Security threats Toolkit

Warning email hides scam

Iain Ferguson ZDNet Australia

Published: 18 Dec 2003 10:50 GMT

An email purporting to be an advisory from Westpac to its customers about the dangers of online fraud is itself fraudulent, a bank spokeswoman confirmed today.

The email, headlined "Online Banking: Protect Yourself from Internet Fraud" purports to come from the address validate@westpac.com.au and includes a link to a Web site below the message "As part of our ongoing commitment to provide the 'Best Possible' service to all our Members, we are now requiring each member to validate their accounts once per month".

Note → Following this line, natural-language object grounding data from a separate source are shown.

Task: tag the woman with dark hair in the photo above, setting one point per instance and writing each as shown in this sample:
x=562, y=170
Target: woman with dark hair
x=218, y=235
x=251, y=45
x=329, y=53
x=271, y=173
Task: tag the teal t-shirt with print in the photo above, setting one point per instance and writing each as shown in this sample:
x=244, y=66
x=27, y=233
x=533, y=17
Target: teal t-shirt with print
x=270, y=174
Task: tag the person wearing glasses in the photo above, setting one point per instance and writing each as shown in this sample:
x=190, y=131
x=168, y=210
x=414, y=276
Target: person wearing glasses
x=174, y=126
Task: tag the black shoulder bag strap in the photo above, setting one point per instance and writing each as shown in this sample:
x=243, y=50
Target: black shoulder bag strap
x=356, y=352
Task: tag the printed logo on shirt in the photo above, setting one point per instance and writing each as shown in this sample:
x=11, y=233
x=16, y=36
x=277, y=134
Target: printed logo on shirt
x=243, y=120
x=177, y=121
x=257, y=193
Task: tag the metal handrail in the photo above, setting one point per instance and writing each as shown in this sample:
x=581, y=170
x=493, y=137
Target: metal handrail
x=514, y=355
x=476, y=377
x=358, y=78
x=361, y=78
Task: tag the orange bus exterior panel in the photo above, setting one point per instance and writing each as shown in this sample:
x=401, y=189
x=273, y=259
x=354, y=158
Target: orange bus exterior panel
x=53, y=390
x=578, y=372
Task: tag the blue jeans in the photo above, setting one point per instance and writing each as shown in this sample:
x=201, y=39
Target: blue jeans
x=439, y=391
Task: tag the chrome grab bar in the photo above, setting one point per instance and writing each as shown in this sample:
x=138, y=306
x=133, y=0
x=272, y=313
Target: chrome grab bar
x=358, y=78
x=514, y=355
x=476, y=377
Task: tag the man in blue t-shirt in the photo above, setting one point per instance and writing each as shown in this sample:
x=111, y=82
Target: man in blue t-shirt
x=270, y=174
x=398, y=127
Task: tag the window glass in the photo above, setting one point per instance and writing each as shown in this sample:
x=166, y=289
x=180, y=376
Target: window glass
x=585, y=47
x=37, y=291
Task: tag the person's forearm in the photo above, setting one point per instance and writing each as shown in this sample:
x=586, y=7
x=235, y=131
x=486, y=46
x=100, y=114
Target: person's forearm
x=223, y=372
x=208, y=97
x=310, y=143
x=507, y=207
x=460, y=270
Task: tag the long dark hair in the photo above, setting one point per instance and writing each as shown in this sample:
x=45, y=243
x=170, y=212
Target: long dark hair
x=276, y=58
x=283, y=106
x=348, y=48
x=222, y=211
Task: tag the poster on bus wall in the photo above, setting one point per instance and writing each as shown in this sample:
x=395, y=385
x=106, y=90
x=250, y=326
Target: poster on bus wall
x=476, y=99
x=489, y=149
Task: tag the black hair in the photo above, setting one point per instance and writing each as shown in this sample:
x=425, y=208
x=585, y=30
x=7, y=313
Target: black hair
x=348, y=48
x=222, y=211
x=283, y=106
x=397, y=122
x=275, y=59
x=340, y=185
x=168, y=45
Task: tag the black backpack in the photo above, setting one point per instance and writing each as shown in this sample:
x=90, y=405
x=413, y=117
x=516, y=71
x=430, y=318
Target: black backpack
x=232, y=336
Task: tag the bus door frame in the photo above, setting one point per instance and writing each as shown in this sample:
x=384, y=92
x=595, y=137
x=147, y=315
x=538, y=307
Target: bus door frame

However, a Westpac spokeswoman stressed that the email did not come from the bank, and reiterated a warning that the only way to visit Westpac Internet banking was by typing www.westpac.com.au into a browser.

"We will never send out emails of this type," the spokeswoman said.

Despite the email itself outlining two examples of common Internet scams -- the first an attempt to steal a customer's login details by sending out emails which appear to be from a financial institution and requesting personal details, and the second involving creation of a "ghost Web site" which captures customer details and uses them to transact using the customer's account -- it also includes a number of indicators of its fraudulent nature.

These include suspect grammar, font variations and the link to a Web-site requiring a customer to input their account details, including passwords.

The spokeswoman said criminals involved in such scams were becoming more and more sophisticated.